Perder 20 minutos a ver a ARtv ( Assembleia da República tv ) e "descobrir" que emitem muitos sons pela boca, e dizem, de facto, MUITO pouco.

Sunday, March 20, 2005


Sim, confesso... GOSTO do filme Legally Blonde :P Gosto bastante aliás... Porquê ? Porque tem tudo para deixar uma tipo bem disposto, rir, e de certa forma encontrarmos pontos semelhantes ao dia-a-dia pessoal... Sei lá... É um filme que me deixa bem disposto !!! That's it... Como diria o Rui... " Stupid But Good " :P Afinal... Quem é que não tem um pequeno ( grande ) loiro no seu espírito ???!!! ;)

Saturday, March 19, 2005

Porque hoje me fizeram falta...

Alfredo
Graça
Teresa
Nuno
Dinis
Paulo
Luísa
João
Gertrudes
Zé Manel
Paula
Diogo
Tomás
Cecília

Friday, March 18, 2005


A História de Adèle H. ( H. sendo de Hugo, a filha do grande escritor francês Victor Hugo ).

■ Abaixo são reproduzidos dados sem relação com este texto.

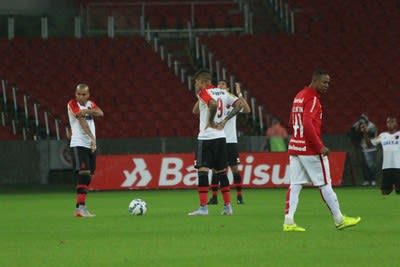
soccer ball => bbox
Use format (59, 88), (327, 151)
(128, 198), (147, 216)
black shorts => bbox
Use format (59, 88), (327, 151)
(71, 146), (96, 175)
(226, 143), (240, 166)
(195, 138), (227, 171)
(381, 169), (400, 193)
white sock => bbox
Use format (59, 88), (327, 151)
(285, 184), (303, 224)
(319, 184), (343, 223)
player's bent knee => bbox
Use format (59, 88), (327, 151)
(78, 170), (90, 175)
(198, 171), (209, 187)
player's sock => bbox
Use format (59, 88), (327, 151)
(285, 184), (303, 224)
(233, 172), (242, 198)
(197, 171), (209, 206)
(76, 174), (90, 208)
(217, 172), (231, 205)
(319, 184), (343, 224)
(211, 173), (219, 198)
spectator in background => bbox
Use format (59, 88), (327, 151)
(264, 118), (288, 152)
(67, 83), (104, 217)
(361, 116), (400, 195)
(350, 114), (378, 186)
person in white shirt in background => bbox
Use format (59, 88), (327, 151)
(360, 116), (400, 195)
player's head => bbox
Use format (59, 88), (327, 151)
(194, 69), (211, 91)
(386, 116), (397, 132)
(75, 83), (90, 104)
(310, 70), (330, 94)
(217, 80), (230, 92)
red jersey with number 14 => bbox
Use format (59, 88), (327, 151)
(288, 87), (324, 155)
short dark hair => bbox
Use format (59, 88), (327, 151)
(193, 69), (211, 81)
(386, 114), (397, 121)
(312, 70), (328, 80)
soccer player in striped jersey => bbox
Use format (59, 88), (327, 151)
(283, 70), (361, 232)
(67, 83), (104, 217)
(360, 116), (400, 195)
(189, 69), (242, 216)
(208, 80), (251, 205)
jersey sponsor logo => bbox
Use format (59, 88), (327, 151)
(293, 97), (304, 104)
(288, 145), (307, 151)
(121, 158), (152, 187)
(90, 152), (345, 190)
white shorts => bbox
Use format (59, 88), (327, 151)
(289, 155), (331, 186)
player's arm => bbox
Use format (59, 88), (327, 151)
(220, 99), (243, 127)
(192, 100), (200, 114)
(77, 116), (96, 152)
(77, 106), (104, 117)
(303, 99), (329, 156)
(235, 83), (251, 114)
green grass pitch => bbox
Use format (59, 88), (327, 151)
(0, 186), (400, 267)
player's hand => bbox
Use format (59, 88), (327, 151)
(235, 83), (242, 95)
(360, 123), (367, 133)
(320, 146), (329, 156)
(90, 139), (97, 152)
(76, 109), (91, 118)
(206, 121), (225, 131)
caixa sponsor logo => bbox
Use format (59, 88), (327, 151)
(121, 155), (289, 187)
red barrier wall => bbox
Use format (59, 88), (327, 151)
(90, 152), (346, 190)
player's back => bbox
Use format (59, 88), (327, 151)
(198, 86), (237, 140)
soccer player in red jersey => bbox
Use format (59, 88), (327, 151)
(67, 83), (104, 217)
(283, 70), (361, 232)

Este filme realizado pelo mestre François Truffaut ( que tem uma fugaz aparição no filme ) retrata a vida de Adèle Hugo, magnificamente desempenhada por Isabelle Adjani, interpretação que lhe valeu o Cesar de Melhor Actriz e rendeu uma nomeação aos Oscars, e o seu percurso durante jovem, em que seguiu um oficial britânico para o Canadá e depois para as Ilhas Barbados, e como enlouqueceu devido a este amor não ser correspondido, bem como pelo seu profundo trauma pela morte da irmã.
Apesar de já antigo ( 1975 ) e de só à pouco tempo o ter visto em dvd, o qual aproveitei para comprar, este filme ( entre outros ) mostra como afinal o cinema europeu não é assim tão intragável como muitos de nós pensamos, e falando por mim, só mostra como dá mais vontade de conhecer sempre um pouco mais do "fora da tendência" americana, que em muitos casos actualmente já vai deixando a desejar. É sem dúvida uma boa escolha, e que não deve ser esquecida.